Dr. Sharifi: Our microfluidic CTC isolation technology relies on a combination of techniques to enrich for CTCs, and in the previous studies we have done with this technology, we have able to detect CTCs in most patients with metastatic breast cancer, including lobular breast cancer.
LBCA: Can you explain the role of patient advocates in your work. How have they been involved so far and what will they do in the future?

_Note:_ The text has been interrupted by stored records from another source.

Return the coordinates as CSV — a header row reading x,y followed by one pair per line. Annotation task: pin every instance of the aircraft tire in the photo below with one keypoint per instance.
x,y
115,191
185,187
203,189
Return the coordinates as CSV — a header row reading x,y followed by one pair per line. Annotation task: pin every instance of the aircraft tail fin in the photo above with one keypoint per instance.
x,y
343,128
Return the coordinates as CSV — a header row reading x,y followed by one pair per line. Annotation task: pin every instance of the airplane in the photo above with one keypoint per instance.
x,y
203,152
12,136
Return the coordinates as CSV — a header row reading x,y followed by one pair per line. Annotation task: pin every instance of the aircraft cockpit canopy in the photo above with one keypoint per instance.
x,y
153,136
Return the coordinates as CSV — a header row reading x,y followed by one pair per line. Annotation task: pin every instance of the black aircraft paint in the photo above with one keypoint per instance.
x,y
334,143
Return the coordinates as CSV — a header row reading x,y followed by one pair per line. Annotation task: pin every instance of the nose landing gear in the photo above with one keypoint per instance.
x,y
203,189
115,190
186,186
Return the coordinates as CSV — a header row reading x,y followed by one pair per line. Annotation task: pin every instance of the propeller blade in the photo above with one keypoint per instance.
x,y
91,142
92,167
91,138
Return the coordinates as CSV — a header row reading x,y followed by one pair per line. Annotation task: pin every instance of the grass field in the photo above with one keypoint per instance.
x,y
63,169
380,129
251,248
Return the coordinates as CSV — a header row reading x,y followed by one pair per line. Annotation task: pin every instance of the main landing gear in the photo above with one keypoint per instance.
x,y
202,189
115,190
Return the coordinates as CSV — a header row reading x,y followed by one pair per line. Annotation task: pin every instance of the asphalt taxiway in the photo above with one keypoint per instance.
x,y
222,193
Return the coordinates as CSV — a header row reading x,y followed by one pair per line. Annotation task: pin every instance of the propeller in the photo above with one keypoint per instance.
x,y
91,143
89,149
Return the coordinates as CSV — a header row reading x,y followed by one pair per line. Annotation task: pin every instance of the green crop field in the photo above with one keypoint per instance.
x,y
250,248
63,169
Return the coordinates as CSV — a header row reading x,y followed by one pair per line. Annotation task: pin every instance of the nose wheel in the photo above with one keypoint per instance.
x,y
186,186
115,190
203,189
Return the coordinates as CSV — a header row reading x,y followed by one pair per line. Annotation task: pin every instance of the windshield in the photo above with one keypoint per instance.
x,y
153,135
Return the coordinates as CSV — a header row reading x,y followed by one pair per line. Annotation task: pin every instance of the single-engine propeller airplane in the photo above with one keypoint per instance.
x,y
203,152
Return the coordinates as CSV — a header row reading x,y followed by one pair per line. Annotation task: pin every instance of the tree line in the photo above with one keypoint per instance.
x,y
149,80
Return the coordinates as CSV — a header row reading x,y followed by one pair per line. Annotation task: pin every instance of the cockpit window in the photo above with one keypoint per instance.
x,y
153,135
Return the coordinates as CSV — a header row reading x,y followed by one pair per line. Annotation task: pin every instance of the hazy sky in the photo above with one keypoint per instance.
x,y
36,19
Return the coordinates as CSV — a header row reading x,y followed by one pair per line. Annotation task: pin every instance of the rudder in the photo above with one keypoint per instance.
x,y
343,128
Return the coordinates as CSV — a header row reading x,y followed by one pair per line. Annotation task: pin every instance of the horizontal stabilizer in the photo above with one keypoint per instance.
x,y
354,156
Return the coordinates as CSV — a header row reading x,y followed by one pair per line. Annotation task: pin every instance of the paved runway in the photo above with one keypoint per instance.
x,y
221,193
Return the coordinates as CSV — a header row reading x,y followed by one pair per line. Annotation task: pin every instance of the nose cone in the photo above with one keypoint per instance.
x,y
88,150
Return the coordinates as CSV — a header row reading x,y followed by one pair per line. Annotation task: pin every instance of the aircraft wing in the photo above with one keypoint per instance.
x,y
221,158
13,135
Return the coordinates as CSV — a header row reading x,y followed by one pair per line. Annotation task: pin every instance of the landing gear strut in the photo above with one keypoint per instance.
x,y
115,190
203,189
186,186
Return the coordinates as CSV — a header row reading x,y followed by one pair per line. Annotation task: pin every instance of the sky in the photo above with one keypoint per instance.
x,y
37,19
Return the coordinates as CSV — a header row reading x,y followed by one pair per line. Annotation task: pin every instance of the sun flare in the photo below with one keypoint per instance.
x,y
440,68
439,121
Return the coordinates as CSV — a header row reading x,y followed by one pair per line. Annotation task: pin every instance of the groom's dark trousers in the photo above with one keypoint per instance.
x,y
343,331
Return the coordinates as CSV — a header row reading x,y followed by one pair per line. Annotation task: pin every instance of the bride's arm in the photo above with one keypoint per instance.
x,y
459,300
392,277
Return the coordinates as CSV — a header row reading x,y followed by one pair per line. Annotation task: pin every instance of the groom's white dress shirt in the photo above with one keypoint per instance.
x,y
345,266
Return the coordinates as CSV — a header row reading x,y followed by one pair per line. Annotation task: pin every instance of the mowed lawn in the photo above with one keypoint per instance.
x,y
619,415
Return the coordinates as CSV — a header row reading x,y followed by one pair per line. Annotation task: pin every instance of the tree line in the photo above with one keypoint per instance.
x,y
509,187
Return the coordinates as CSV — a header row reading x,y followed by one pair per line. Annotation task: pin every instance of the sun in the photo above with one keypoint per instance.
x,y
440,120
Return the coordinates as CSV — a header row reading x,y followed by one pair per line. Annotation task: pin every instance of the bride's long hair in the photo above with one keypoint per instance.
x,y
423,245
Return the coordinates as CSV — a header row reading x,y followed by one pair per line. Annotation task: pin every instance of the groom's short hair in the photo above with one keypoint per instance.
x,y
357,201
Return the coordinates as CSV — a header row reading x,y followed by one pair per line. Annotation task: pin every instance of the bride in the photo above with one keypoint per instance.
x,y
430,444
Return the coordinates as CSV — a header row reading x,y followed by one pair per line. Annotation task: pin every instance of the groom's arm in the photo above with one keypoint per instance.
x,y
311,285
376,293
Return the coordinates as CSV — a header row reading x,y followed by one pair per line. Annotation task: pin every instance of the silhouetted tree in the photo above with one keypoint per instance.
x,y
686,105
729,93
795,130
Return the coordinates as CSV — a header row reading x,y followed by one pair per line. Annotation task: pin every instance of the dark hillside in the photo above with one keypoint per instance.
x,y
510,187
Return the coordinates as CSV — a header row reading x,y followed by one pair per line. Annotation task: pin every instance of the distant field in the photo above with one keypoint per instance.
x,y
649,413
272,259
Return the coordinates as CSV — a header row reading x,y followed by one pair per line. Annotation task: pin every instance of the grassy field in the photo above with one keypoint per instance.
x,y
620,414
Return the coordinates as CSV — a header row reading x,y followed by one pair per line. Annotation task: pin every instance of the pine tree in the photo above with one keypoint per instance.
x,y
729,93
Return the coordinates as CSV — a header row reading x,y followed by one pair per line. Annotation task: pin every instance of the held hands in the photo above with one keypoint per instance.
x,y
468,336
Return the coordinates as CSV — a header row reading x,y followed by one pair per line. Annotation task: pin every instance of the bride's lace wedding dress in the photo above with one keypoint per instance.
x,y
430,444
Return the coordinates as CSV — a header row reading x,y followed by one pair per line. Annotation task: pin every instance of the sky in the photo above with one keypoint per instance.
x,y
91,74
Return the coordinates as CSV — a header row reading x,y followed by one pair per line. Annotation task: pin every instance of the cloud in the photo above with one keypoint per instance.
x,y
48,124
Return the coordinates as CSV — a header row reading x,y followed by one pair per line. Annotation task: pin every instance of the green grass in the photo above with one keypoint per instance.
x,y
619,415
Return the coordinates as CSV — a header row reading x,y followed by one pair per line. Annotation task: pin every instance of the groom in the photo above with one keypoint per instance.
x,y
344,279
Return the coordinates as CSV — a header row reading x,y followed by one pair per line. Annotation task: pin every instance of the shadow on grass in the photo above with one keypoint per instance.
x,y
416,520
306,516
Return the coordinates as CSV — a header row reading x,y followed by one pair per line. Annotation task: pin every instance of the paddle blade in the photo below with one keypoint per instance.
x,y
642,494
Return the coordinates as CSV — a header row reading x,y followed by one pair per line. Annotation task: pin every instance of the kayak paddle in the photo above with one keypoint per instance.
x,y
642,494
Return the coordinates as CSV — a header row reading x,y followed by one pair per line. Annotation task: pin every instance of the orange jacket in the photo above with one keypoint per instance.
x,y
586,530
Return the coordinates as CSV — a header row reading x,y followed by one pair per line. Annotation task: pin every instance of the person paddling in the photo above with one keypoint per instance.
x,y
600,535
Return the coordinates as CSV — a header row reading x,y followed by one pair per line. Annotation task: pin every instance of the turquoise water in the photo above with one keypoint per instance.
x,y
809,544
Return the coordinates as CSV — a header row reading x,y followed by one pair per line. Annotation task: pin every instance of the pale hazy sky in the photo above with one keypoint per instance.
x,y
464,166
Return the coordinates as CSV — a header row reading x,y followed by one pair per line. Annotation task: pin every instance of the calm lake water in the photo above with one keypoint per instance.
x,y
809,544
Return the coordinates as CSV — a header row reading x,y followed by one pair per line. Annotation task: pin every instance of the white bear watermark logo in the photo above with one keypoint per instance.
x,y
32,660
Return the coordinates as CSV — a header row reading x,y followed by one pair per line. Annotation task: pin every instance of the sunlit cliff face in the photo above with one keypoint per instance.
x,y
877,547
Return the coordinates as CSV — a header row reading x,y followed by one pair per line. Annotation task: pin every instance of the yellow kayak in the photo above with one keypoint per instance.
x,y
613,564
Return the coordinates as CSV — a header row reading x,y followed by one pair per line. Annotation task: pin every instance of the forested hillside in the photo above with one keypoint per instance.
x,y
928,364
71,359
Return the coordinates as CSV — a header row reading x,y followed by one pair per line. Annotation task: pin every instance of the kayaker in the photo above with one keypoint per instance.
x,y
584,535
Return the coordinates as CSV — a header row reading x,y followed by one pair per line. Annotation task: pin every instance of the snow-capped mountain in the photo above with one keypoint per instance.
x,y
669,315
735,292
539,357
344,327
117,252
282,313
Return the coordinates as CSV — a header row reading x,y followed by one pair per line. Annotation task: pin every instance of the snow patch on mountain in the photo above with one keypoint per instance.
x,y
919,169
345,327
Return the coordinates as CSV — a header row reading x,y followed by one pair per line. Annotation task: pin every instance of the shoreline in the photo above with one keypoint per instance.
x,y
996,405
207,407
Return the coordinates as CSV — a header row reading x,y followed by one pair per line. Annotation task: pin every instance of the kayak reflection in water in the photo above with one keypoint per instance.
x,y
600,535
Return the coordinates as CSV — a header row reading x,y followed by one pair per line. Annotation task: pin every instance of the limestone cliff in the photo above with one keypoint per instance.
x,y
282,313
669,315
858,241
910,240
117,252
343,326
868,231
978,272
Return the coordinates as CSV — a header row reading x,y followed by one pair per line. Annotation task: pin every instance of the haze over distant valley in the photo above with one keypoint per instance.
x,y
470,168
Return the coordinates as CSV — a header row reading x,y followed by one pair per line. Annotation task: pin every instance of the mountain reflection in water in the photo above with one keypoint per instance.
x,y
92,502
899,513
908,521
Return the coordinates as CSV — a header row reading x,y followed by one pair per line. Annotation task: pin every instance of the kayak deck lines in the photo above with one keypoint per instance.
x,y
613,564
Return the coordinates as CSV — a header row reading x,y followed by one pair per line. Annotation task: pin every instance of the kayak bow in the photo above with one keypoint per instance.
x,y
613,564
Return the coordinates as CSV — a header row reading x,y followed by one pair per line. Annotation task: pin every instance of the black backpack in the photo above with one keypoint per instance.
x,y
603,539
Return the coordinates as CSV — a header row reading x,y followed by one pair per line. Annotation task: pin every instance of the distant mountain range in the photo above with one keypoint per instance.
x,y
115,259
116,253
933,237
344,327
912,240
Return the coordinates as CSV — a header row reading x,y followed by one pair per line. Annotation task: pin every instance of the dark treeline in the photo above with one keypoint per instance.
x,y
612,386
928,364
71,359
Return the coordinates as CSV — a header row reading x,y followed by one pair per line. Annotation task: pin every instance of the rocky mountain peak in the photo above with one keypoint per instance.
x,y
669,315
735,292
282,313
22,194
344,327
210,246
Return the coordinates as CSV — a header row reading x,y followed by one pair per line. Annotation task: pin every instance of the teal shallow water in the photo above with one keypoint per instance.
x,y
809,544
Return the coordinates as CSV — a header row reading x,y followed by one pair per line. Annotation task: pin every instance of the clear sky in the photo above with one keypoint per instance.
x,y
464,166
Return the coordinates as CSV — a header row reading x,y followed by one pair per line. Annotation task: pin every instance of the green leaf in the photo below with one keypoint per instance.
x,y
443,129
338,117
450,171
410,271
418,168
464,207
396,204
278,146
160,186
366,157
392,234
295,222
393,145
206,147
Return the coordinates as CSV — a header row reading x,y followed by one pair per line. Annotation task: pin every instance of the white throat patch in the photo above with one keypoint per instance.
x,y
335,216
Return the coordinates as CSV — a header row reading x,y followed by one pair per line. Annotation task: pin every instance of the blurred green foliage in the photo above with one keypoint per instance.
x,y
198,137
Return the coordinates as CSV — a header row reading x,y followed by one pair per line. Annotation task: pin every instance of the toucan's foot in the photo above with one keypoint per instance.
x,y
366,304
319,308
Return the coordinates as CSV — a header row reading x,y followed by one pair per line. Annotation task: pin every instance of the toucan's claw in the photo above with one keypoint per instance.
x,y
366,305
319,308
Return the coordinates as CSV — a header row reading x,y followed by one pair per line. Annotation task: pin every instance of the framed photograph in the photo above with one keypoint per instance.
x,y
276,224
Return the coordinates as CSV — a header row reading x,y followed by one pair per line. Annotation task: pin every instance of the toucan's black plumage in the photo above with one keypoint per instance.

Dr. Sharifi: The lobular breast cancer patient advocate we are working with on this study provided feedback on the relevance of the overarching question of early treatment response monitoring for patients, as well as the proposed design of the study, in particular in considering what barriers or concerns there might be for study participation from a patient perspective and how to address those successfully. Moving forward, our patient advocate will be involved in finalizing the study protocol, in providing input in the planned manuscript reporting the results of this study, and in helping with development of the next steps planned for this work after completion of this study.